As a former stock jockey I remember well the concept of long term investing. Our client conversations always included the 10 plus years timeframe that we thought was appropriate if someone was considering exposing their money to the volatility of the stock market. Since converting to the Safe and Predictable world of Fixed Annuities, I find that clients are not used to the concept of Surrender Charges and this topic often comes up for discussion. Should you be concerned when you are presented a concept that calls for a 10 year surrender schedule? Consider the following:
- Stop and think how quickly the last 10 years went by. I cannot believe I have been married over 3 decades!

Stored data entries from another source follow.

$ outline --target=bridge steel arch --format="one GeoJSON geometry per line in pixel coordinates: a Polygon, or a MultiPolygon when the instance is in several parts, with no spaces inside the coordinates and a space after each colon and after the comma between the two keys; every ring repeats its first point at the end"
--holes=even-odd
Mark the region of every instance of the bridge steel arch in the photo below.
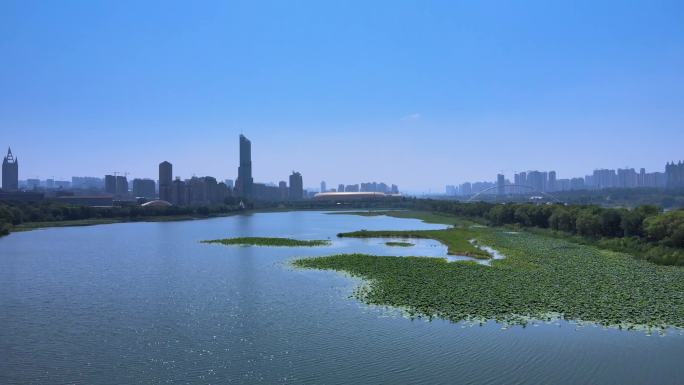
{"type": "MultiPolygon", "coordinates": [[[[544,196],[547,196],[547,197],[553,199],[556,203],[563,203],[563,202],[561,202],[558,198],[556,198],[555,196],[553,196],[553,195],[551,195],[551,194],[549,194],[549,193],[546,193],[546,192],[544,192],[544,191],[538,191],[538,190],[535,189],[534,187],[528,186],[528,185],[526,185],[526,184],[513,184],[513,183],[511,183],[511,184],[504,185],[504,188],[506,188],[506,187],[523,187],[523,188],[528,188],[528,189],[532,190],[533,193],[539,193],[539,194],[542,194],[542,195],[544,195],[544,196]]],[[[487,191],[492,191],[492,190],[495,190],[495,189],[498,189],[498,188],[499,188],[499,186],[488,187],[488,188],[486,188],[486,189],[484,189],[484,190],[478,192],[477,194],[471,196],[470,198],[468,198],[468,200],[466,200],[466,202],[472,202],[475,198],[477,198],[477,197],[479,197],[480,195],[486,193],[487,191]]]]}

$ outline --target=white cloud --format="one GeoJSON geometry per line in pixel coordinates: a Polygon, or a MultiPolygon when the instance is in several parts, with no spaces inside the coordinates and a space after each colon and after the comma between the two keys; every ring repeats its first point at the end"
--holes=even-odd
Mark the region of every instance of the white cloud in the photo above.
{"type": "Polygon", "coordinates": [[[420,119],[420,114],[418,112],[414,112],[411,115],[406,115],[401,120],[418,120],[420,119]]]}

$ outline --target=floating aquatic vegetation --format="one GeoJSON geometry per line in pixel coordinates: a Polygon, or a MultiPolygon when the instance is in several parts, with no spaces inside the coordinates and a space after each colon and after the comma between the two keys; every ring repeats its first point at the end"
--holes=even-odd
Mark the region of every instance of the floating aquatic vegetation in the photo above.
{"type": "Polygon", "coordinates": [[[225,238],[214,239],[209,241],[201,241],[202,243],[220,243],[222,245],[237,245],[237,246],[273,246],[273,247],[311,247],[311,246],[327,246],[330,241],[312,240],[305,241],[291,238],[266,238],[266,237],[239,237],[239,238],[225,238]]]}
{"type": "Polygon", "coordinates": [[[393,246],[393,247],[411,247],[415,246],[411,242],[385,242],[385,245],[387,246],[393,246]]]}
{"type": "Polygon", "coordinates": [[[361,277],[367,284],[355,291],[357,298],[406,309],[413,317],[523,325],[558,317],[625,329],[684,327],[681,267],[531,233],[480,229],[470,236],[506,258],[482,266],[443,258],[343,254],[294,264],[361,277]]]}
{"type": "Polygon", "coordinates": [[[478,259],[488,259],[487,251],[470,243],[474,232],[462,228],[446,230],[406,230],[406,231],[353,231],[337,234],[338,237],[350,238],[419,238],[434,239],[447,246],[447,254],[466,255],[478,259]]]}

- A 10 year surrender schedule allows the insurance company to offer sensible returns in good market years and zero losses in down market years. Now I remember why I am a “former” stock jockey.
- With the incredible benefit mentioned in #2 – now I can actually see what my net minimum balance is at any given point in time. With a stock or mutual fund portfolio I would have to stare at the TV screen and try to figure out if this in a “good” time to take money out of my account.
- Most contracts allow you to take 10% of your account value out each year without a surrender charge.
Should you worry about Surrender Charges? You should not make this type of commitment with money that you expect to use for other purposes in less than the 10 year time frame. A competent agent can walk you through a suitability process to see if this concept is a good fit for you and your family.